Через несколько дней появилась другая, не напечатанная, а написанная от руки: ШТЕФАН ГУЛДАН. Гулданы переехали из Кошиц, и в душном корпусе 4 «Б» им, особенно Гулдану и его сыну Мариану, стало не хватать былых воскресений.
Четыре дня подряд, со вторника до пятницы, дул сухой ветер, гнал пыль и мелкий песок, серо-коричневые облака и коричневые тучи, взвинчивал, напрягал, дергал нервы, предвещая злую засуху и грозы. Желтое солнце светило мутным светом.

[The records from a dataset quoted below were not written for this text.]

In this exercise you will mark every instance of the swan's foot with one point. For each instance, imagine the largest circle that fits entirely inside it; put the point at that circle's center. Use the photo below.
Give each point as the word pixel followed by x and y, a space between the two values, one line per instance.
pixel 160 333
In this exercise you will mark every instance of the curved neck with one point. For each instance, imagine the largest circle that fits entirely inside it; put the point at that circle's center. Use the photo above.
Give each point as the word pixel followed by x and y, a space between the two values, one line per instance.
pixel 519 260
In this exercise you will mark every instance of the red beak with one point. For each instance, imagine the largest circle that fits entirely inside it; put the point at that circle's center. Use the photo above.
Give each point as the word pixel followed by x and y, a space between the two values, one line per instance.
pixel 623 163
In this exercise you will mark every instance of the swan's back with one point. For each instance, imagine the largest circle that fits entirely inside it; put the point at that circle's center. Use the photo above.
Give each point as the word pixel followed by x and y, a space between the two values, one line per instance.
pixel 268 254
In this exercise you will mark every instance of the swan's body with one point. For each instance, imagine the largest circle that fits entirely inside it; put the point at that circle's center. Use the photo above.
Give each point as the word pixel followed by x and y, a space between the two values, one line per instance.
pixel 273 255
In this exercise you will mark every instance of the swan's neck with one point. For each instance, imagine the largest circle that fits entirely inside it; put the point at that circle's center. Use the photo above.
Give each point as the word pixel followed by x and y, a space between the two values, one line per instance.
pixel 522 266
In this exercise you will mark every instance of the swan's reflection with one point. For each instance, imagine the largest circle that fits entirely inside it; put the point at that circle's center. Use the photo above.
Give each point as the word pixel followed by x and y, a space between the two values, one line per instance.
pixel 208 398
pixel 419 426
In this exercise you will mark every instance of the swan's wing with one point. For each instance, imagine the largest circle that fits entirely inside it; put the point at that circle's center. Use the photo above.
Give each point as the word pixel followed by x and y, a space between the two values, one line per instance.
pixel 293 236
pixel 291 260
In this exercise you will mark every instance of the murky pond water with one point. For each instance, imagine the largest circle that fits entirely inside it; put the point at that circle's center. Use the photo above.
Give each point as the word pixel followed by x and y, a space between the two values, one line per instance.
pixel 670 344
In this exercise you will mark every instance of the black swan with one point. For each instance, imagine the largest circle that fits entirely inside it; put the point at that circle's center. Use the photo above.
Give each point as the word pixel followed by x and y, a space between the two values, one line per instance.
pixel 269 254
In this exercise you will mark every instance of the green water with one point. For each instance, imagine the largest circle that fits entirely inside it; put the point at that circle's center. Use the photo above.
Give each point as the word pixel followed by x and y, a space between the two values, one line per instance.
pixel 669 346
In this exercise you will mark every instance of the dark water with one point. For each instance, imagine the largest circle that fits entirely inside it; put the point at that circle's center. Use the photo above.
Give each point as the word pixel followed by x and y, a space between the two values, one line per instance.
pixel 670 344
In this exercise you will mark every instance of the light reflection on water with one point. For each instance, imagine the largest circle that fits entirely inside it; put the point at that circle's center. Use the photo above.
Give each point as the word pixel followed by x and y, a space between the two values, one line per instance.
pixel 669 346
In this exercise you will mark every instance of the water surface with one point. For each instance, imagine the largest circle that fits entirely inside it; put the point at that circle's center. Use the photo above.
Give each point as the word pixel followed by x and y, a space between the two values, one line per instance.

Отлично, сказал себе в воскресенье Гулдан в Зборовской крепости, посмотрел на коричневые стены, вынул из вещмешка консервы «Камбала», открыл и положил ножом на хлеб кусочки пропитанной маслом рыбы сыну Мариану и себе. Сухой ветер, гроза, холодный дождь были для него лакомством. Вчера ночью лило как из ведра, может, и сегодня тоже соберется дождь. Солнце горячее, выглянет — сразу обдает жаром, будто открыли дверцу печки. Здесь хорошо. Хочешь не хочешь, а без настоящего-то человеку жить нельзя, подумал он, но и поход в дальнее прошлое иногда не повредит. Ему даже казалось, что вернее было бы называть не поход, а «сход» — ведь ты как бы спускаешься, сходишь по ступенькам истории в давние, очень давние времена. Впрочем, пусть будет поход, чтобы не было путаницы! По этим ступенькам и в это самое прошлое он уходил от повседневной суеты сует. Сухой ветер, громы и молнии, холодный дождь — это хорошо, хорошо сидеть на холодном камне и смотреть на старые пожелтевшие и побуревшие стены, лучше дать отдохнуть нервам здесь, чем видеть праздно шатающихся парней с карманным радиоприемником в руках или под мышкой, которые тупо смотрят перед собой, ничего не воспринимая, и слушают какое-то подобие музыки или спортивный репортаж. «На, поешь!» — протянул он Мариану большой ломоть хлеба с горками промасленной рыбы. Ведь речь шла и о том, чтоб Мариан не приучался шалопайничать. Карманный радиоприемник! Транзистор! «Транз»! Не хватает, чтобы он расхаживал с ним по улице… Тут его кольнуло предчувствие, что в один прекрасный день он еще увидит Мариана, уходящего на улицу с транзистором под мышкой.